The hunter, covered in blood and standing tense and tall on her hind hooves, drew in a deep breath that stank of metal, twisted her arm and swung her saw-toothed cleaver back into its ready position, and then dropped back to all four of her hooves. She was alive and in command of herself and her prey was slaughtered, and she could have hoped for nothing more than that. Weak choking drew her attention, and she looked to see one beast still alive — the one that she had shot — trying to crawl away while its labored breathing was rattled by the bullet holes in its chest.

The beast’s pitiful struggles carried it barely anywhere before the hunter’s weight bared down on its back and pinned it to the ground. The steel of a firearm’s muzzle was pressed into its temple and forced its head down when it tried to look back at the hunter through milky, unseeing eyes.

The night air outside of an abandoned shop rattled with the discharge of a blunderbuss, and scarcely one minute later, the knob of the front door turned, and the door swung open to permit entry to the hunter dressed in leather and gore. Stepping inside, she reached back to one of her belts and opened the shutter of the lantern hanging there, the light from magically-enhanced fireflies filling the room.

The tables she expected to find were still there, of course, even if they were overturned and pushed about. The glass counter near the back, although covered with a thick layer of dust, surely showed rows of moldering treats and pastries. Once upon a time, before the blood-filled nights, before the hunt, this shop had been a bakery, and been a bakery that the hunter knew all too well, for she had grown-up inside those walls and behind that counter.

The bakery had, once long ago, been Sunridge Sweets, and Velvet Step had finally come home.

Velvet Step the dancer. Velvet Step the sister and the daughter. The baker and matchmaker. The friend and confidant, the lover of ponies and hunter of beasts.

How had it all gone so wrong?

With heavy hooves, she made her way to the door along the back wall, slightly ajar, and pushed it opened to look up the flight of stairs behind it.

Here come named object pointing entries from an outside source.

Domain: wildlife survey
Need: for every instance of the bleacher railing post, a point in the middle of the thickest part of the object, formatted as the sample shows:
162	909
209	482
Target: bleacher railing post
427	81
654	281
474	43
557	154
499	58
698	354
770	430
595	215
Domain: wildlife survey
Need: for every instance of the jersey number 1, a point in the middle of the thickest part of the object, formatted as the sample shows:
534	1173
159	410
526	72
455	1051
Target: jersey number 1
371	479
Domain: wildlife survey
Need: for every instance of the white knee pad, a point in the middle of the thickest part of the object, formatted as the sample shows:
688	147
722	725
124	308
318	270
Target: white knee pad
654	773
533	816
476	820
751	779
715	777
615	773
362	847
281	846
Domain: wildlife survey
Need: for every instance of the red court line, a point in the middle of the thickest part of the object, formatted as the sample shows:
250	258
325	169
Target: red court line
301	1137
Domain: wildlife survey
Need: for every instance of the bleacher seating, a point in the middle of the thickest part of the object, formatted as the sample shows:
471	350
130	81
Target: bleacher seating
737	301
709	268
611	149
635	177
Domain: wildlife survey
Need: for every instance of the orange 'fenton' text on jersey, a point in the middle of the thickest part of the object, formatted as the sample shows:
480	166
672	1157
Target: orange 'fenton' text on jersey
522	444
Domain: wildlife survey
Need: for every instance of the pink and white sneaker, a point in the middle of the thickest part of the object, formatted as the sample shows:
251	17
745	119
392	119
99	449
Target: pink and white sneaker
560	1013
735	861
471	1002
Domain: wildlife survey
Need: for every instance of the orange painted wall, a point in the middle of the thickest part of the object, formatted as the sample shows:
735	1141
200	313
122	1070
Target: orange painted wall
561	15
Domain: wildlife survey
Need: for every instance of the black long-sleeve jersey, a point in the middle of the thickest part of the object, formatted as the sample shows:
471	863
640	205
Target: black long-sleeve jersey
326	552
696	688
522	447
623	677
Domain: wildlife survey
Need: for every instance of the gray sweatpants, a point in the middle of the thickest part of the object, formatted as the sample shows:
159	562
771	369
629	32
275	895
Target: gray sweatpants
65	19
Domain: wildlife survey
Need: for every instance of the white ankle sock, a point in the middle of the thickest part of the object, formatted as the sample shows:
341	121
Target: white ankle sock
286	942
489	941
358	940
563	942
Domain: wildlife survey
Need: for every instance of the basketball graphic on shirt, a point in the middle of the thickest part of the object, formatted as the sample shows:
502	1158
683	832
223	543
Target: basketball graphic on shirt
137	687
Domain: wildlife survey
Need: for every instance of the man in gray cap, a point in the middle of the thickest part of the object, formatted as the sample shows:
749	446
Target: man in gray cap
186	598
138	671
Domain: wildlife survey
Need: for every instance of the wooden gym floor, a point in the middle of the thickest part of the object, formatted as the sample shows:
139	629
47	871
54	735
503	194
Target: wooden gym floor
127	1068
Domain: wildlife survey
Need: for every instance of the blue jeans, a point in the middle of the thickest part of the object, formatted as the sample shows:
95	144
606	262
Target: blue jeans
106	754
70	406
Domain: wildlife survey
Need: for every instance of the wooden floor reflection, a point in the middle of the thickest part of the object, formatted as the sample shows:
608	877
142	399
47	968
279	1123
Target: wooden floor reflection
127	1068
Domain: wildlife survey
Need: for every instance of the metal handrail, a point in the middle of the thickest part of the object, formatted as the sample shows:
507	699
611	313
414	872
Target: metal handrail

With equally heavy hooves, she made her way up the stairs and into the hallway at the top, the fireflies hanging from her belt providing the only illumination as she walked with solemn, slow purpose towards one of the doors and pushed it opened.

The room was exactly the way she remembered it, walls papered in blue patterned with small cupcakes. A simple crib with a mobile occupied one corner, a small chest filled the corner across from it, and several toys were scattered around. What held Velvet’s attention as she entered the room, however, was a small pile of cloth under a moonbeam by the lone window. She came to a stop just within reaching distance of it; a blue foal’s blanket.

Hesitantly, she lifted one hoof and reached out for the blanket cautiously, as if it might startle and fly away from her at any moment.

The floorboards behind her creaked.

She whirled about and came face-to-face with something that had once been a pony. It still vaguely resembled a pony, but its fur was too shaggy and too black, its face was too wolfish, its body was too large, its limbs were too long, its teeth were too sharp, and its eyes were too dead.

With a feral, snarling growl, it raised one paw and swung it at her, long claws flashing in the moonlight.